First off, burning BW smells wonderful. I've cooked over open BW fires for years and never had an issue. The smoke adds a nice earthy sweetness to beef and pork. I've never used it in a smoker, I have apple for that. It's a smokier wood (though not as bad as Doug Fir or Lodgepole that we have here) in a stove, but coals nicely and doesn't keep you up all night popping and snapping like softwoods. Ironically, it leaves so damn much fluffy ash by itself that I usually have to mix it with poppy and snappy wood just so the ash will be powdered and pulverized, otherwise I'd have to empty the pan twice a day.

Splitting wise, I'm completely alien to the notion that it is difficult. Even the forked, knotty rounds seem to fly apart after sitting in the sun for a month or 2. It takes me a third of the time to split a 12"x18" round of average BW with my axe than it does a similarly sized round of Fir. I would dare say that it is easier than Lodgepole. Around here, you often see clusters or long lines (along any waterway) of BW trees, and they tend to grow upwards instead of outwards, so the grain of the wood is better in that regard. Even canopy trees are not that hard to split.
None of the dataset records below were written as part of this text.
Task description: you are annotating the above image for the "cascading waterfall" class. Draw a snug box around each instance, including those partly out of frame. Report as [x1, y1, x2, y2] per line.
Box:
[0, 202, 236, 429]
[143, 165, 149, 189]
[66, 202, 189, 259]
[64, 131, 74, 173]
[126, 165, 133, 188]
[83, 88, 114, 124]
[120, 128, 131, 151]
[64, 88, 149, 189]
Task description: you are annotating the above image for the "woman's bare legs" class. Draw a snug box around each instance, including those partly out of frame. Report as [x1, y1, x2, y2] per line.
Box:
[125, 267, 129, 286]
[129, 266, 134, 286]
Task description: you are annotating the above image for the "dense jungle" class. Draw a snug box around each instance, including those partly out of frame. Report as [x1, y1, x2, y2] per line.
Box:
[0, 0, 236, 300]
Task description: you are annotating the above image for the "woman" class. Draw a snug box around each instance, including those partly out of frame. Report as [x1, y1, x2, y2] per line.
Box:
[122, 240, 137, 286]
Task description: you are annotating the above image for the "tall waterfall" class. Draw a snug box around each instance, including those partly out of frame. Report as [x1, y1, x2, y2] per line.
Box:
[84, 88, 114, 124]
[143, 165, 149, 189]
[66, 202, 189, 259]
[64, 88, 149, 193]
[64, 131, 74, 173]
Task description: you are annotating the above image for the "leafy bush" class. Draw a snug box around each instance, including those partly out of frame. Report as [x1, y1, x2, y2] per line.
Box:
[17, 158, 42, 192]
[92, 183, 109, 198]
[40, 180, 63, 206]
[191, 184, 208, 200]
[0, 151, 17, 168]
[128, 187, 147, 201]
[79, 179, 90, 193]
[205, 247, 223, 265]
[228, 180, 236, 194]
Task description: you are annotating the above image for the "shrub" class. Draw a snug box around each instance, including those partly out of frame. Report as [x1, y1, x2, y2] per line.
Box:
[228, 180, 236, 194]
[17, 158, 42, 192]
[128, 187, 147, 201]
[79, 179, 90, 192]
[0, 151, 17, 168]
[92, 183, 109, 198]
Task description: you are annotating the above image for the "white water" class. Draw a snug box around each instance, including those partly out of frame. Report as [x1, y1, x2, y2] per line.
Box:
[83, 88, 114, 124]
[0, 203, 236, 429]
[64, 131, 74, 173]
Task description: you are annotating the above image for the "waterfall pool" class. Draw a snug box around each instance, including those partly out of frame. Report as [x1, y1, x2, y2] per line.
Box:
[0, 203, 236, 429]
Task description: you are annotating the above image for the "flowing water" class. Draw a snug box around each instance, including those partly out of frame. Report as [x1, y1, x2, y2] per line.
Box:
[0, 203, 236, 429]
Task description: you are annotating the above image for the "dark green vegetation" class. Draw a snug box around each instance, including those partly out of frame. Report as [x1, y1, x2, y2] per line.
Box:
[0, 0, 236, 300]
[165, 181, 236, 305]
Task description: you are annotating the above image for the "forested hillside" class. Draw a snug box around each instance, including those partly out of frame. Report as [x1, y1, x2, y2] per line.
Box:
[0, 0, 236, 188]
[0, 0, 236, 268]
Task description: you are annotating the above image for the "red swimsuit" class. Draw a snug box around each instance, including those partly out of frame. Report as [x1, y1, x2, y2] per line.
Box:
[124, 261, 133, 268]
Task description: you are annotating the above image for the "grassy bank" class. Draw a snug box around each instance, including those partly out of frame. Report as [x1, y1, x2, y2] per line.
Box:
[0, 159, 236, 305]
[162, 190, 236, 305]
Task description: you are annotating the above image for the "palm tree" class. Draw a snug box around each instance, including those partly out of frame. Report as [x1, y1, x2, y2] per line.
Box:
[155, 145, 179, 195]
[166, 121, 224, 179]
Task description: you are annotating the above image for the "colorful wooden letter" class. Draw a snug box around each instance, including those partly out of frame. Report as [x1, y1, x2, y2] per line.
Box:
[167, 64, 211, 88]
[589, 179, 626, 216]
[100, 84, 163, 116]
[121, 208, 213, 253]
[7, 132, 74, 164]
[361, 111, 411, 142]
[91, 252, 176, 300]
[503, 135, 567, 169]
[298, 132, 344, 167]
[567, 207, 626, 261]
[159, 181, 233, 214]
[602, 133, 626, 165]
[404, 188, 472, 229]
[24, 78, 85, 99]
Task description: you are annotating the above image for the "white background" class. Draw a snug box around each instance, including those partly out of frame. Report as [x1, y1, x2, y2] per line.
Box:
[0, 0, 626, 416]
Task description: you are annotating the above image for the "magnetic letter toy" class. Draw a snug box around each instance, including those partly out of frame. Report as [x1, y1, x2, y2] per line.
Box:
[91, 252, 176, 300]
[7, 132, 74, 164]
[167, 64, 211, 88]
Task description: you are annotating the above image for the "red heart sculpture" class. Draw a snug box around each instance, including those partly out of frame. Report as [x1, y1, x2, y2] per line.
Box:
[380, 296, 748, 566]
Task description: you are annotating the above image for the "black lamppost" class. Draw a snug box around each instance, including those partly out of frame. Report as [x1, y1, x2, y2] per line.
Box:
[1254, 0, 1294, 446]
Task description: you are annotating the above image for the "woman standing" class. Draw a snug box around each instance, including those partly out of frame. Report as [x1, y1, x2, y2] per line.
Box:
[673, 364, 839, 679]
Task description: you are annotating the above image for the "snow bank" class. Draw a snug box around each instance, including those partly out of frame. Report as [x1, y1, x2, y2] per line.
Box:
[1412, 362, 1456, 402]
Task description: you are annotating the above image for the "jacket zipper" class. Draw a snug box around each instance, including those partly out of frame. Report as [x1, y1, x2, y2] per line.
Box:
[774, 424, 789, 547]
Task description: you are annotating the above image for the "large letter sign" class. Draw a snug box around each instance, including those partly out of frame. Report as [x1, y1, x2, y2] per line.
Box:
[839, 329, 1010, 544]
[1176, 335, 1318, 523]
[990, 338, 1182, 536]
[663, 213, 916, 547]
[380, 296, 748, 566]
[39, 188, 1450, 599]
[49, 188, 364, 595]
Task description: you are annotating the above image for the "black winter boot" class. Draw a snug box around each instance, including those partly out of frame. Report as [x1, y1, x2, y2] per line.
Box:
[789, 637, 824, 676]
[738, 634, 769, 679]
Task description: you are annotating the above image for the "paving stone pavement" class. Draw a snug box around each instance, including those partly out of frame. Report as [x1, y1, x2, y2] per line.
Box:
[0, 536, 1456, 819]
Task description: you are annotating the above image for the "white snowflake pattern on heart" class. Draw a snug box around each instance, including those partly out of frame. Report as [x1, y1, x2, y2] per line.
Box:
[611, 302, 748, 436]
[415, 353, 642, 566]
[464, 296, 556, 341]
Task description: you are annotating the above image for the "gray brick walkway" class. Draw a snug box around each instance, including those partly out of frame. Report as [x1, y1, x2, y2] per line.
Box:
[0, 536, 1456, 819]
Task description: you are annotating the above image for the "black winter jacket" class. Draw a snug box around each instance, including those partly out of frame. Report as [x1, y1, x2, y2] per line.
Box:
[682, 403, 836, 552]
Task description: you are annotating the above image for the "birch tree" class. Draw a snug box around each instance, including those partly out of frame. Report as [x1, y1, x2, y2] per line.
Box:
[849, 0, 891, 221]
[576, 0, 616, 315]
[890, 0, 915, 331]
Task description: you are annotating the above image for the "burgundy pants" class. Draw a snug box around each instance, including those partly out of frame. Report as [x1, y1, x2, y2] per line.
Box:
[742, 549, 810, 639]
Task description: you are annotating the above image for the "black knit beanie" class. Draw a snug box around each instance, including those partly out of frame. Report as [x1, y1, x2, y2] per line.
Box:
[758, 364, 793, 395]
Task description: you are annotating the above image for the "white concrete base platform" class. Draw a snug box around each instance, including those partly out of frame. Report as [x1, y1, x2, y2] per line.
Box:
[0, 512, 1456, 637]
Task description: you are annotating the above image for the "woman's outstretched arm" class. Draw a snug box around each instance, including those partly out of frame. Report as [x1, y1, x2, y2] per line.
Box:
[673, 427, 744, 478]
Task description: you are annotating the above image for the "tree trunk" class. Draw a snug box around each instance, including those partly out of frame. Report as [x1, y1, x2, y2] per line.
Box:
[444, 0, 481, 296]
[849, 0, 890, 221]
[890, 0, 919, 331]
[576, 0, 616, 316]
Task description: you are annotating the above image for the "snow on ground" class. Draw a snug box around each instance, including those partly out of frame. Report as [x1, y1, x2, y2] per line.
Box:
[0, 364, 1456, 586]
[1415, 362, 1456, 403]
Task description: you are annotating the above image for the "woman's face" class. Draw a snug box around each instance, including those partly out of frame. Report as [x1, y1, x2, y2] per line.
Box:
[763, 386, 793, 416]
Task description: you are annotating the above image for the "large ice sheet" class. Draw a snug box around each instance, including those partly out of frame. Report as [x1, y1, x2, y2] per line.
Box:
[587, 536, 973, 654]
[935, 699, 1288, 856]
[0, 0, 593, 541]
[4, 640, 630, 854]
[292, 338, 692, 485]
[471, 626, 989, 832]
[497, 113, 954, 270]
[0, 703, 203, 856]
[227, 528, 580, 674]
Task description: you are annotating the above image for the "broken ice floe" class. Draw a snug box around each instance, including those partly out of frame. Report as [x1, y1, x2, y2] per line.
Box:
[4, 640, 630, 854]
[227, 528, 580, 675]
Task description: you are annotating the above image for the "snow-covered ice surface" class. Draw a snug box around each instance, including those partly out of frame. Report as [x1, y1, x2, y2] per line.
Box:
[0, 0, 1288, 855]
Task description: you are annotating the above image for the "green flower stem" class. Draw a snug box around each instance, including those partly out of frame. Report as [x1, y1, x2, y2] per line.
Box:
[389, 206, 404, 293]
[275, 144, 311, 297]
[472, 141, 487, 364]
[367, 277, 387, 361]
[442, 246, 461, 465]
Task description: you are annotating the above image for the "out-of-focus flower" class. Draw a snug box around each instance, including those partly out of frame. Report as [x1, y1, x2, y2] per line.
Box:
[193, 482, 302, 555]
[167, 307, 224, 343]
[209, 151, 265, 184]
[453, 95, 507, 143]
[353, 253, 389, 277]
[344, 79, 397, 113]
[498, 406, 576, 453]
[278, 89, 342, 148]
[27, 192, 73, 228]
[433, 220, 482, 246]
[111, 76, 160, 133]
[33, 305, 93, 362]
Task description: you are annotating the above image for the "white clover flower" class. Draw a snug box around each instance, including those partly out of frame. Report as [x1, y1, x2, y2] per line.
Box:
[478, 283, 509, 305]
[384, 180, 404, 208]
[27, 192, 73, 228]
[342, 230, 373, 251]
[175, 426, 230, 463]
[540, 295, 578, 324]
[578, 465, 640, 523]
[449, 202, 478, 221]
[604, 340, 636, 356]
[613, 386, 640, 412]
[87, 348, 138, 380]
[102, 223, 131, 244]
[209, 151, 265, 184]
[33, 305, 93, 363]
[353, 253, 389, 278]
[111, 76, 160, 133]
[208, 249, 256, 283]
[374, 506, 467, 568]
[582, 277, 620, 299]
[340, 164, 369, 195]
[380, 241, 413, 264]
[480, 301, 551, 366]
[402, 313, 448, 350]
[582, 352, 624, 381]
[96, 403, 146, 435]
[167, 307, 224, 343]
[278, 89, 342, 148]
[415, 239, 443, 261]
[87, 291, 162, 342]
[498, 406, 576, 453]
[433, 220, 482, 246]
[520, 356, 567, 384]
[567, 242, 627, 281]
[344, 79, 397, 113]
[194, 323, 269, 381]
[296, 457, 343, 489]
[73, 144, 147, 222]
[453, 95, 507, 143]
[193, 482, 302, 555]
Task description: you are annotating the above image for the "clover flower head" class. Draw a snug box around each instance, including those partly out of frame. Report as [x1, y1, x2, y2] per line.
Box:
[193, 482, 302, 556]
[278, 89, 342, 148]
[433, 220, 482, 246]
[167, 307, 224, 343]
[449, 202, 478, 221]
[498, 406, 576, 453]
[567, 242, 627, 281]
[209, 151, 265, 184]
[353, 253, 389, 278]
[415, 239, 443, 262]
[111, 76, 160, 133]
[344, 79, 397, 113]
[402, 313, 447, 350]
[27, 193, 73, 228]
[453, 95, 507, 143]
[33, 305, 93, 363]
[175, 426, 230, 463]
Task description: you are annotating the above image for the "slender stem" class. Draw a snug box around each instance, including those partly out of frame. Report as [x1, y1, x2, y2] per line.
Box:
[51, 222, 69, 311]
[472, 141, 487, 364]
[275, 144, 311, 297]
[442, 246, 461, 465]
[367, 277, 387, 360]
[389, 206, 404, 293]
Call me crazy, but I love the stuff. I wish black locust was this easy to work with. I think there are about 4 people in Idaho that know locust is great wood. Maybe 7 or 8 seem to know about walnut.


----------



## PA. Woodsman (Aug 9, 2017)

Black Walnut is pretty good stuff, lots around here in PA. But what I noticed is with a thread this old how many people posted on here that we don't see anymore, what happened to Lumber-jack and smokinj and other people, we need to send out a search party?!


----------



## Dobish (Aug 9, 2017)

i have some that might get burned this year, but it is in the back of the pile, so it will probably be 2019 by the time I get to it. I hope it isn't too dry!


----------